My confusion over the logic of that theory showed on my face. But Backus dismissed it.

"Anyway, we haven't gotten the Hertz records yet, so let's not get sidetracked. For the moment, the computer is what's important."

"What's in it?" Rachel asked.

"The office here has a computer unit, works with the group in Quantico. One of the agents, Don Clearmountain, took this last night and broke down the coding by about three this morning. He copied the hard disk to the mainframe here. Anyway, it's full of photographs. Fifty-seven of them."

Backus used his thumb and forefinger to pinch the bridge of his nose. He had aged since I'd last seen him at the hospital. Aged badly.

"Children?" Rachel asked.

Backus nodded.

"Jesus. The victims?"

"Yes… before and after. It's horrible stuff. Truly horrible."

"And he was transmitting these somewhere? Like we thought?"

"Yes, the computer has a cellular modem as Gordon… as he guessed. It, too, is registered out of Gainesville to Oliveros. We just got the records a little while ago."

He indicated some of the paperwork in front of him.

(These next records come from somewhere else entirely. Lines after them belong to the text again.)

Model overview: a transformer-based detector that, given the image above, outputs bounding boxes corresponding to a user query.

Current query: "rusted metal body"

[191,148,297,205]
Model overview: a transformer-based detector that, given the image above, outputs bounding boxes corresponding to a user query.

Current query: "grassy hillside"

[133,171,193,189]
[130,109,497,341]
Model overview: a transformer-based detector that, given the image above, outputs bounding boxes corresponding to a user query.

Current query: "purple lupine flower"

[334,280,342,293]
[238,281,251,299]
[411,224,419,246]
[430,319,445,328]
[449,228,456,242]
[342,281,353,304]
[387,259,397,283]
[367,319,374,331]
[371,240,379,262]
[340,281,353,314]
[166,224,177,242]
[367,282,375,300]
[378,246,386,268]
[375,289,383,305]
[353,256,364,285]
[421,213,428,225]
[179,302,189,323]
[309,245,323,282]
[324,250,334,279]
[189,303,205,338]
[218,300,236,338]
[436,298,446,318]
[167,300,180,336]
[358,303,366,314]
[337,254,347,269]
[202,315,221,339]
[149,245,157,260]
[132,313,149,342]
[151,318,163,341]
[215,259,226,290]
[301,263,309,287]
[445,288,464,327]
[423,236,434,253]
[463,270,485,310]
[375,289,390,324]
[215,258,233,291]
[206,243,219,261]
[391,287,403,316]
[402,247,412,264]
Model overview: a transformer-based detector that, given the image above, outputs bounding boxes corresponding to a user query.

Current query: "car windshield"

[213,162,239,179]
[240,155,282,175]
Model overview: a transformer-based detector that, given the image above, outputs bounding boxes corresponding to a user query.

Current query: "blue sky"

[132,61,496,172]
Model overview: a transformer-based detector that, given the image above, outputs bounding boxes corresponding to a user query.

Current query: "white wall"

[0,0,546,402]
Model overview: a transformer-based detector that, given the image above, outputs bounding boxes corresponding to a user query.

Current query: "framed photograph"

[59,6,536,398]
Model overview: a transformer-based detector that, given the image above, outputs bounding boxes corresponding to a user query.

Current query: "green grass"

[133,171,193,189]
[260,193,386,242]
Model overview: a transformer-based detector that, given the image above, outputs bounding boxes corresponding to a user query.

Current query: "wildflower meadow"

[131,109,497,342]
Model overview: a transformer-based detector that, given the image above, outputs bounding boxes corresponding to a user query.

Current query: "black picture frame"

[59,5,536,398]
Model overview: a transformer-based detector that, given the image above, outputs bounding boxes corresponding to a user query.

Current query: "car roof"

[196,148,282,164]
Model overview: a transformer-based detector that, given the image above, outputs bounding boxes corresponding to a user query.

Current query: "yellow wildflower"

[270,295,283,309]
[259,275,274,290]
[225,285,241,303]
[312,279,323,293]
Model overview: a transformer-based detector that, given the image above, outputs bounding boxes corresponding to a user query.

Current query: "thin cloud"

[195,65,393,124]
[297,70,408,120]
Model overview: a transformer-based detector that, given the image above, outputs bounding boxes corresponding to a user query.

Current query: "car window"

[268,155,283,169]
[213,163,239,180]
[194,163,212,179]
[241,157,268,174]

"There are a lot of calls," he said. "All over the place. He was into some kind of net. A network where the users were interested in these kinds of photographs."

He looked up from the papers at us, his eyes sick but defiant.

"We are tracing them all now. We're going to make a lot of arrests. A lot of people will pay for this. What happened to Gordon will not be for nothing."

He nodded more to himself than us.

"We can compare the transmissions and the users to the bank deposits I found in Jacksonville," Rachel said. "I bet we'll be able to know just how much they paid for the photos and when."

"Clearmountain and his people are already working on it. They're down the hall in the Group Three offices if you want to stop in."